Life & Style

April 12, 2016

We are the Hedging Generation

This is why we’re accumulating lovers like trading cards: to avoid getting hurt

  • Written by Samira Larouci
  • Photography by Jean-Vincent Simonet

The dictionary defines hedging as a verb: to protect oneself against a loss (on a bet or investment) by making balancing or compensating transactions. In the financial sector, hedging can go either way, you can either double or even quadruple your money, but in love… its a little more complicated.

I’m sure we can all recall a time when we’ve met someone we like, someone we started to really really like, but before meeting them we were loosely seeing someone else and we don’t want to drop option one for this new fresh option just in case it doesn’t work out, and god forbid we might end up alone. Then of course as well as the people we’re actually having sex and maybe eating breakfast with, we have several other back-up options: the people we Snapchat, the people we DM and the people we iMessage when we’re bored in the day, these are generally people who we wouldn’t completely object to having sex with but they’re not our main priority. The ease of social media and dating apps have increased our chances of finding someone and simultaneously minimised our urge to settle down.

There’s something terrifying about that moment when you meet someone you actually like, get along with, are sexually attracted to and can see yourself being with, you start to teeter on the brink of excitement and pure anxiety. What if they hurt you? What if you catch feelings too fast? What if they don’t reciprocate? No one wants to feel rejected. It’s far safer to keep that guy or girl you’re not that into on the side…just in case.

But what ends up happening, much like in finance, is that we hedge our bets too far, thinning out potential success rates with any one of them in the process. We give a bit of ourselves to each option and lower our chances instead of increasing them.

In a study conducted by psychologist Carl Rusbult called the Interdependency Theory, he theorised that the need to commit to a relationship is based on three main factors:

Satisfaction
The individual receives many benefits with few costs from the partner.

Alternatives
The individual cannot get their needs met better elsewhere.

Investment
The individual has a number of important resources devoted to the partner.

And it’s the balance of these three factors that can make someone commit. Of course many social factors come in to play and technology has a lot to do with this. The immediacy and thrill of finding and cultivating partners can mean we all end up casting our eyes away from the prize in front of us, even if we truly like them and feel there’s something there, we’re encouraged to find bigger better options rather than settle with someone.

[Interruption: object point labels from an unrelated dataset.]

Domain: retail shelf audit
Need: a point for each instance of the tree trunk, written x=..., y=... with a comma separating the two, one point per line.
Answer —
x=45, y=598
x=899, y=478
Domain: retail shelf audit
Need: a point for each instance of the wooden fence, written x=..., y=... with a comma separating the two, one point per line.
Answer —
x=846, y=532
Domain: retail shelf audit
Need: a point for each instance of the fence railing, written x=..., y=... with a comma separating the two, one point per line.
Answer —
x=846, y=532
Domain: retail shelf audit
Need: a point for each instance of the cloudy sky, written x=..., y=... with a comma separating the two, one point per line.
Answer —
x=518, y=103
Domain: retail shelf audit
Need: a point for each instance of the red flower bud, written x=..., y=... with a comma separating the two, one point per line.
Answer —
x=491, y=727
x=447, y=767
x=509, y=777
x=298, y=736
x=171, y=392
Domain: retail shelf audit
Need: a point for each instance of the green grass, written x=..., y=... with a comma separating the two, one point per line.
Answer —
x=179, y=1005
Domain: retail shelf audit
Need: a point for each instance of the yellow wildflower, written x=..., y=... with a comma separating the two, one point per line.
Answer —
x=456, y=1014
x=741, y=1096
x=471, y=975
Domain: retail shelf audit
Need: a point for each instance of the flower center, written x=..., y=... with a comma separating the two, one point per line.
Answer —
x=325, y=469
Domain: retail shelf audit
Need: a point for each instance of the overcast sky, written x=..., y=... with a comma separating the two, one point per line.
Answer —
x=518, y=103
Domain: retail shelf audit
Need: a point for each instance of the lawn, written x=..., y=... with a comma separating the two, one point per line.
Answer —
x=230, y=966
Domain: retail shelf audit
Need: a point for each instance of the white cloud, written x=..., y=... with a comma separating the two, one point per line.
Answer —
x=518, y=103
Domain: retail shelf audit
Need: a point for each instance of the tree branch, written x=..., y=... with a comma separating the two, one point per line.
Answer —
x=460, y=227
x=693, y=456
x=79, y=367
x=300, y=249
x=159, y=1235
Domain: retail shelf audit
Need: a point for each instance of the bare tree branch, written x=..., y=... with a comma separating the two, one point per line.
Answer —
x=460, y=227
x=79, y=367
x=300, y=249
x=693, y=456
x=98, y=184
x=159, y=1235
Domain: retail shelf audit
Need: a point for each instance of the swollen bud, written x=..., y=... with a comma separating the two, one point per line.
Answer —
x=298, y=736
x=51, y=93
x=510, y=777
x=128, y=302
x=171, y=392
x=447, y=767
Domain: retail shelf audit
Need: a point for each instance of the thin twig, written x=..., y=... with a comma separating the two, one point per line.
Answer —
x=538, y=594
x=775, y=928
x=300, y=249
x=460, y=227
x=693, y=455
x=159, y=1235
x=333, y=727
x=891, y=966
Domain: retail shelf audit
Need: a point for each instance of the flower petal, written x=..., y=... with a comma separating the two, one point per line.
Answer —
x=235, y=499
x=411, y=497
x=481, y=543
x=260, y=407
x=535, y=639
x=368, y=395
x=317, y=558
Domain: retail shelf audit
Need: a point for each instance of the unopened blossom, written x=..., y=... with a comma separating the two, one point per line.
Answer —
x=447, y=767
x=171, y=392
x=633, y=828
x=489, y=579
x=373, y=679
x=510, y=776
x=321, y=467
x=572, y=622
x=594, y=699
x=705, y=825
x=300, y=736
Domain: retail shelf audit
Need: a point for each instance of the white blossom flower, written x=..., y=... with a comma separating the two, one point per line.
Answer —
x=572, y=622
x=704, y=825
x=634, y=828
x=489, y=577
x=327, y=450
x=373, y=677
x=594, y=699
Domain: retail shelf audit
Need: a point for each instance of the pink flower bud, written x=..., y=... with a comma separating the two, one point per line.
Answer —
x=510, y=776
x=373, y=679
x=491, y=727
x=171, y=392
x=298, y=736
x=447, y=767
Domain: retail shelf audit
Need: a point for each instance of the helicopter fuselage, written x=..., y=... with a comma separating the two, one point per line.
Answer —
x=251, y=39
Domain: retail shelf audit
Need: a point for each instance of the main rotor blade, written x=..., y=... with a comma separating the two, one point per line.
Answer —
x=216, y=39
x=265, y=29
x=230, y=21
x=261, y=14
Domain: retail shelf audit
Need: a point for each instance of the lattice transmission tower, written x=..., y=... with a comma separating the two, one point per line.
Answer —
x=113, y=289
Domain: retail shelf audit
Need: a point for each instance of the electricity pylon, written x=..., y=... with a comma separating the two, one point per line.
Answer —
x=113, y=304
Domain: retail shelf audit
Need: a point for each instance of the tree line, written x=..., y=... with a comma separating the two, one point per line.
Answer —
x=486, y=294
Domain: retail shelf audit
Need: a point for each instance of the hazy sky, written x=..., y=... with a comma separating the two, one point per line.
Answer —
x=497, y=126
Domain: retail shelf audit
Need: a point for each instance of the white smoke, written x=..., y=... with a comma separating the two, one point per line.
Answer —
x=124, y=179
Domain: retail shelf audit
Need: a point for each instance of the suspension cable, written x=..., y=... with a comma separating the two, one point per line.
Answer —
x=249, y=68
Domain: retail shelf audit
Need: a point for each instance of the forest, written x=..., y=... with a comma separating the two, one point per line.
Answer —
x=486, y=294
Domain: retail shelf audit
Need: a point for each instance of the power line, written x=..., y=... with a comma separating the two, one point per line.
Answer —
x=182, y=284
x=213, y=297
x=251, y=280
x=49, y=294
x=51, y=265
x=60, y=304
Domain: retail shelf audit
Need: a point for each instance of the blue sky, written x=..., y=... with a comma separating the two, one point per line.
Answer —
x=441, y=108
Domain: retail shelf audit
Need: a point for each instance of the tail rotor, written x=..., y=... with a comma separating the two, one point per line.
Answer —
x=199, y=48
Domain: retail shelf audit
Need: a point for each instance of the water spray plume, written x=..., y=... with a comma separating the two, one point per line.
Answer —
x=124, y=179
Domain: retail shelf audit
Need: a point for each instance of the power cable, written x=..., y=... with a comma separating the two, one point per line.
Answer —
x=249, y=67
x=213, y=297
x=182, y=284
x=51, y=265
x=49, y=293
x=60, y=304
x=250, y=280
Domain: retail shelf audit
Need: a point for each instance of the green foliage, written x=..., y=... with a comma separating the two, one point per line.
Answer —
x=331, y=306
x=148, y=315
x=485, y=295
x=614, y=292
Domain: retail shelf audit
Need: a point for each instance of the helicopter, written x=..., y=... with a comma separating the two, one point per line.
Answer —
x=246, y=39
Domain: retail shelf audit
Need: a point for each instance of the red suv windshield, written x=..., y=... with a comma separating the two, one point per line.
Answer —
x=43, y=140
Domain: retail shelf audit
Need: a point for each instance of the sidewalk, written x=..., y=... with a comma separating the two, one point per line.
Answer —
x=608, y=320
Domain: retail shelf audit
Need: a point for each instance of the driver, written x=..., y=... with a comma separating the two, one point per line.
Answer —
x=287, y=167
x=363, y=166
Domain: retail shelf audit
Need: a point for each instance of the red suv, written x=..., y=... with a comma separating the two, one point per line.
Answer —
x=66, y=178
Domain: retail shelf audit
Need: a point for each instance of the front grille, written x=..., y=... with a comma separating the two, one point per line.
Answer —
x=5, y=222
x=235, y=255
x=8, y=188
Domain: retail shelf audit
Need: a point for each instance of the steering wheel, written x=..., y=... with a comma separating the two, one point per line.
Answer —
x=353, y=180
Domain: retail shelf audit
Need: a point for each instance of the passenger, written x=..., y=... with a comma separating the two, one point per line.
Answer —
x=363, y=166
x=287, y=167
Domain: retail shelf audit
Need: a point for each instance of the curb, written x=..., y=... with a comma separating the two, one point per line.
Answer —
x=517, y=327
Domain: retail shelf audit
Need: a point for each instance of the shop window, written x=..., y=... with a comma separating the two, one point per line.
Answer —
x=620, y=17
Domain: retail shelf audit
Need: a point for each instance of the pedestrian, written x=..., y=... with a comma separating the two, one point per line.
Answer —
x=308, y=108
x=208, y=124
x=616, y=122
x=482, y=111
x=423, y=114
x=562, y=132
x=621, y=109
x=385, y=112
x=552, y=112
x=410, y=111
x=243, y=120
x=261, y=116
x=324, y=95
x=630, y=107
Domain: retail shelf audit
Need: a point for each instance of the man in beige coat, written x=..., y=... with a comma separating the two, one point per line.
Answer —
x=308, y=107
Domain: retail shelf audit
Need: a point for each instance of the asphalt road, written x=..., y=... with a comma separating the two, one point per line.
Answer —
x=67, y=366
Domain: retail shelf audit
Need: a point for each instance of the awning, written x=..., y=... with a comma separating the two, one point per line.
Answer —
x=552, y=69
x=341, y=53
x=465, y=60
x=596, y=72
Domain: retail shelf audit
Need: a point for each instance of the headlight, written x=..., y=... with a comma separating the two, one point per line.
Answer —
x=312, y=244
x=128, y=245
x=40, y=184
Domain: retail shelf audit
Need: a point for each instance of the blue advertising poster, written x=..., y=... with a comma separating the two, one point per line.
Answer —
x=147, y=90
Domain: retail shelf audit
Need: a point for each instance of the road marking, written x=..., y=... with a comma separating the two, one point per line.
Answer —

This meme below sums it up perfectly:

MEME HEDGING

Situationships. I know far too many people in these. You care about someone, you think about them, you’re having great sex, you’re catching feelings but in order to protect yourself from seeming overly keen you continue seeing each other people to offset the energy. Then usually what happens is you get caught in this strange situationship purgatory where the person you like actually wants a relationship but is afraid to say it as well, you both get but hurt when you see each other flirt on the gram, they’re replaying your Snapchat’s endlessly trying to figure out whose male arm that is in the background leaning on your leg.

I once went on a first date where a guy felt it was okay to peruse through my texts and see what guys I’d been messaging, of course it was all fun and games until he saw there were of course, many other men in my messages, some friends, mostly friends in fact and the odd bit of flirty banter but no dick-pics or blackmail-able screen caps in sight. The whole situation turned sour very quickly and we both knew it wasn’t really going to go any further after that. He too had been hedging (with friends of mine) I later found out.

And this is where age-old double standards come in to play; in the famed words of Lil Kim: “If a guy have three girls then he’s the man. He can give her some head, then sex her raw, if a girl do the same then she’s a whore.” Us girls have to hedge silently and discretely for fear of being deemed a scarlet woman and not wifey material, but a guy can feel free to flex on social media or at the club with three or four girls while the girl he’s seeing is stood in the same room. Girl’s aren’t entirely innocent, we just conduct ourselves differently. If we like you, we’ll want to be around you irrespective of our knack for hedging, and if you invest some time, the other options will naturally get dropped.